Segundo o Ministério Público do Tocantins (MPTO), o homem cometeu o crime após a vítima descobrir o relacionamento dele com outras duas mulheres. A mulher, que namorava com o condenado há dois meses, resolveu terminar o namoro por causa das traições.
Durante o interrogatório o homem confirmou que na época do crime tinha três namoradas e admitiu que tentou matar a mulher porque suspeitou que ela havia começado um novo relacionamento.
Segundo o MPTO, Leonardo afirmou que “se sentiu traído”, mas a vítima negou e disse que estava solteira. “Inconformado com a suposta ‘traição’ e com a decisão da vítima de romper o namoro, o acusado foi até a sua casa e desferiu diversos golpes de faca pelo seu corpo, tendo ainda feito um “x”, com objetivo de deixá-la marcada”, disse o órgão.

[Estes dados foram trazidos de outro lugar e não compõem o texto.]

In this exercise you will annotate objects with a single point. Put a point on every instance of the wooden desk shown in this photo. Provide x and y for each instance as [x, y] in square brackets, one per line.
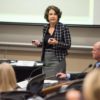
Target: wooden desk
[57, 86]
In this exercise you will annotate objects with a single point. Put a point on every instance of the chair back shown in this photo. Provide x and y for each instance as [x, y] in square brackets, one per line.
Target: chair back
[15, 95]
[35, 85]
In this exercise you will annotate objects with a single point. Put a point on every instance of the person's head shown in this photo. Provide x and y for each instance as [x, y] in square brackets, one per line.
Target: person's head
[96, 51]
[7, 77]
[91, 85]
[73, 94]
[52, 14]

As investigações apontam que no dia anterior o condenado ligou para a ex e fez ameaças dizendo que se ela não ficasse com ele não ficaria com mais ninguém.
O réu foi condenado por tentativa de homicídio e teve a pena agravada por utilizar recurso que impossibilitou a defesa da vítima e por ter cometido o crime por meio cruel. “Como o crime ocorreu antes de 2015, quando entrou em vigor a lei que instituiu o feminicídio, o Ministério Público não pôde incluir na denúncia a qualificadora de tentativa de feminicídio, o que poderia elevar ainda mais a punição”, explicou o MPTO.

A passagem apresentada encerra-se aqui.